Lavori per molte aziende italiane come Artemide, Boffi, Magis, B&B Italia. Quali sono le differenze che ha notato rispetto allo sviluppo delle idee creative in Europa in confronto all’Asia?

In Italia il proprietario dell’azienda parla direttamente con il designer per discutere cosa fare insieme. Ritengo che questo sia il miglior modo di lavorare perché il design non è una questione di affari: il design è anima. In Giappone non è così, qui non ho mai incontrato il proprietario delle compagnie con cui lavoro; non mi piace questo tipo di procedimento, in Italia tutto è più fluido e anche più veloce, io mostro qualcosa al proprietario dell’azienda e dico “Vorrei fare questo, cosa ne pensi?” e, se concorda, iniziamo a lavorare subito, in maniera molto lineare.

Che rapporto hai con i limiti che ti pongono i clienti. Vivi situazioni frustranti?
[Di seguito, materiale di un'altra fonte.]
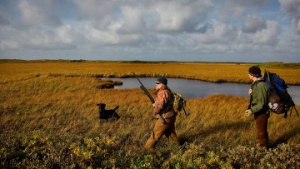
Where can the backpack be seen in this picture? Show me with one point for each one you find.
(179, 102)
(280, 101)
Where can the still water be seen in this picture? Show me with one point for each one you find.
(200, 89)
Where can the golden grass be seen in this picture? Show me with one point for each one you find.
(46, 100)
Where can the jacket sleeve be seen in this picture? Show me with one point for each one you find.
(160, 101)
(260, 97)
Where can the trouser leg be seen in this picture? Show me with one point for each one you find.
(262, 129)
(158, 131)
(170, 133)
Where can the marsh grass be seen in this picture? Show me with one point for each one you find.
(49, 119)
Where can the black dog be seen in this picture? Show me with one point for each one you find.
(106, 114)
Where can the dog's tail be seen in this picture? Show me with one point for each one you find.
(116, 108)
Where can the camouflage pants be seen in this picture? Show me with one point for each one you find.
(160, 129)
(261, 120)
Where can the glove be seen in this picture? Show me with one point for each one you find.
(248, 112)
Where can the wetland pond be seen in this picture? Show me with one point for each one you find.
(200, 89)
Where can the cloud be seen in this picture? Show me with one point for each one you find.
(138, 29)
(253, 24)
(292, 8)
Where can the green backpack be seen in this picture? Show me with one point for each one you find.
(179, 102)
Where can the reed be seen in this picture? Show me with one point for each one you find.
(49, 119)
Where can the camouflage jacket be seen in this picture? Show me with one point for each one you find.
(164, 103)
(260, 93)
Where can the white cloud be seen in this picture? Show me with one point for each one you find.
(253, 24)
(292, 8)
(139, 28)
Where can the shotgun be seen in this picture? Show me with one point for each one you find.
(146, 92)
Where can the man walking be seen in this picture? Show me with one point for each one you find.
(258, 106)
(163, 106)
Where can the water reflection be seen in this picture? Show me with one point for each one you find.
(200, 89)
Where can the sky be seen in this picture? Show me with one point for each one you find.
(151, 30)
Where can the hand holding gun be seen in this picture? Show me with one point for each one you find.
(146, 92)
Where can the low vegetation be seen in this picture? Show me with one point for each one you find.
(49, 119)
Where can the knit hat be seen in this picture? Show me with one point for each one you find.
(162, 80)
(255, 71)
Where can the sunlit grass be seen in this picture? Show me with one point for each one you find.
(49, 119)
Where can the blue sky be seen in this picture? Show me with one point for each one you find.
(151, 30)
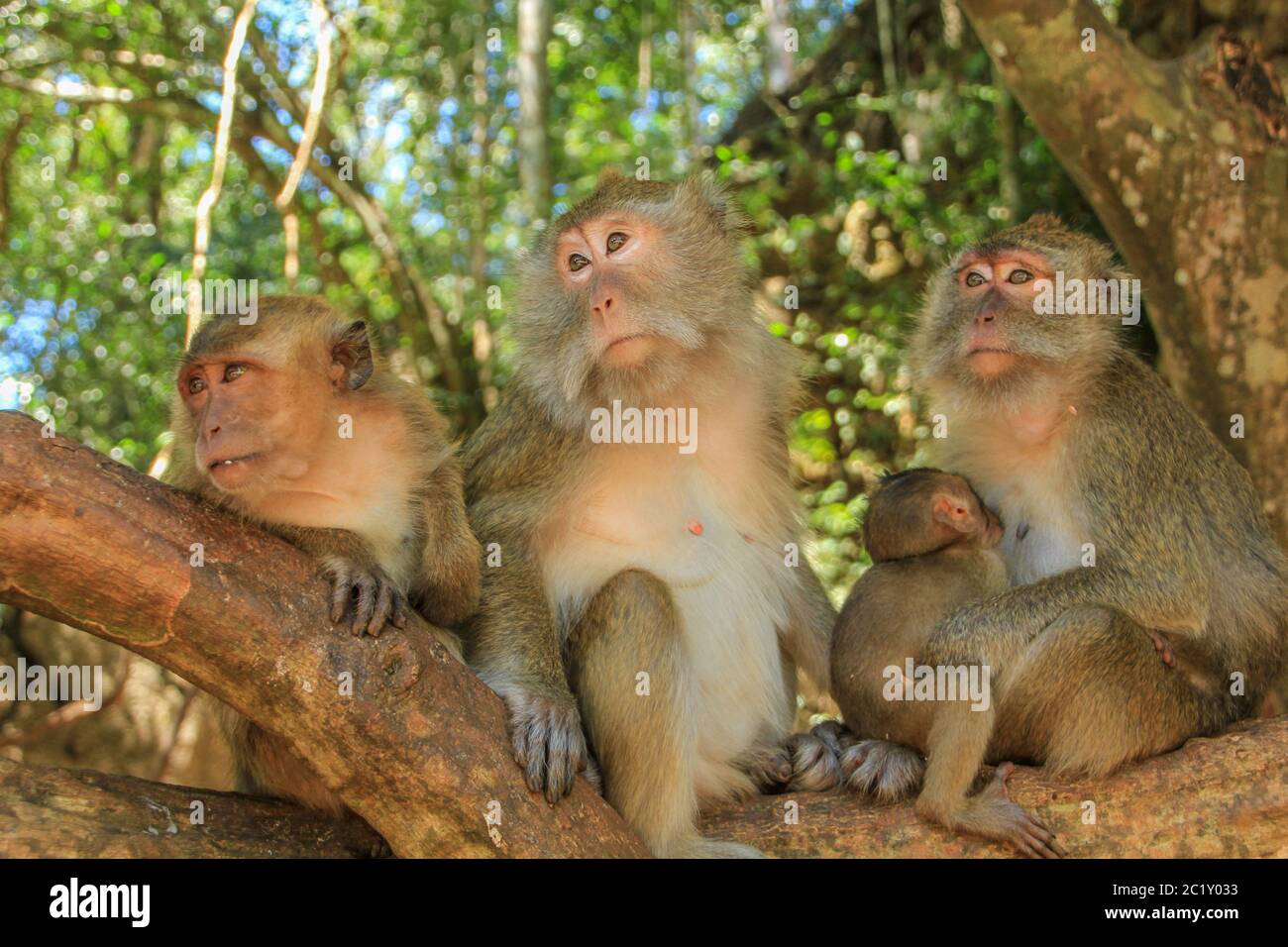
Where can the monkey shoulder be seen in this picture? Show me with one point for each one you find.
(1149, 436)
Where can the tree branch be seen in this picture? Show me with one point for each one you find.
(78, 813)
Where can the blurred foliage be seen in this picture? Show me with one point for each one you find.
(107, 115)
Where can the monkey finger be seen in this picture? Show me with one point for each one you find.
(382, 609)
(364, 604)
(399, 616)
(342, 589)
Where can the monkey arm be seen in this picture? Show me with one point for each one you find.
(807, 634)
(514, 647)
(447, 582)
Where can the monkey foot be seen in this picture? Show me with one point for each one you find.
(1164, 648)
(548, 740)
(993, 815)
(364, 596)
(881, 770)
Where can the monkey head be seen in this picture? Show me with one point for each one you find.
(923, 510)
(248, 410)
(982, 335)
(625, 294)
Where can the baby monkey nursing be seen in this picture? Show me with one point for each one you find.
(934, 549)
(1144, 595)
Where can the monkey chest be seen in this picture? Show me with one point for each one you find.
(1042, 532)
(725, 575)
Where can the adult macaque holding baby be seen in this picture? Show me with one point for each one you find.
(1147, 598)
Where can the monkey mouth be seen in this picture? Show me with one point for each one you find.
(232, 462)
(623, 339)
(630, 350)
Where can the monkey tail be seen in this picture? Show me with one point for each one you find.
(883, 770)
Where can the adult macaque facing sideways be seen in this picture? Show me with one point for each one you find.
(1131, 534)
(296, 423)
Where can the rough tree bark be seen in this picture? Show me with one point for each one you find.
(78, 813)
(419, 750)
(1158, 150)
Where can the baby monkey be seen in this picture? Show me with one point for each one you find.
(934, 548)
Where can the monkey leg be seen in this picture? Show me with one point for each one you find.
(643, 737)
(956, 748)
(1091, 693)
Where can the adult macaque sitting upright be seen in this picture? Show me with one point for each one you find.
(1129, 530)
(647, 587)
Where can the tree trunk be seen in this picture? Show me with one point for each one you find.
(1186, 165)
(419, 749)
(780, 60)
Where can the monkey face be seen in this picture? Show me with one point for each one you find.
(239, 424)
(257, 403)
(922, 510)
(626, 294)
(984, 331)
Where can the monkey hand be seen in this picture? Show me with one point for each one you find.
(548, 740)
(364, 595)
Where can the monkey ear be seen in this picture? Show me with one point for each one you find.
(706, 191)
(951, 512)
(352, 354)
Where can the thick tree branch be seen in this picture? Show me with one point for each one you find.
(77, 813)
(1186, 165)
(419, 749)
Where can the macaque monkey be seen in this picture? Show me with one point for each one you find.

L’oggetto che mi chiedono di realizzare deve avere uno scopo per la vita dell’uomo. Se è soltanto per fare soldi non accetto. Molte aziende mi chiedono di usare il mio nome per realizzare qualcosa che a me non interessa, in questi casi mi rifiuto. Il mio obiettivo è creare qualcosa che faccia del bene.

La qualità che passa attraverso l’etica.

Sì, credo che le persone non siano consapevoli dei dettagli. Ma sono le sfumature che rendono l’esistenza migliore. Il mio compito è aumentare il benessere percepito attraverso la normalità. La praticità di un oggetto, la sua funzionalità, lo rende adatto a ogni stile di vita. L’oggetto speciale destinato a una persona in particolare non m’interessa: è più vicino all’arte. A me piace la produzione di massa degli oggetti usati dalle persone, senza bisogno che si sappia che li ho creati io.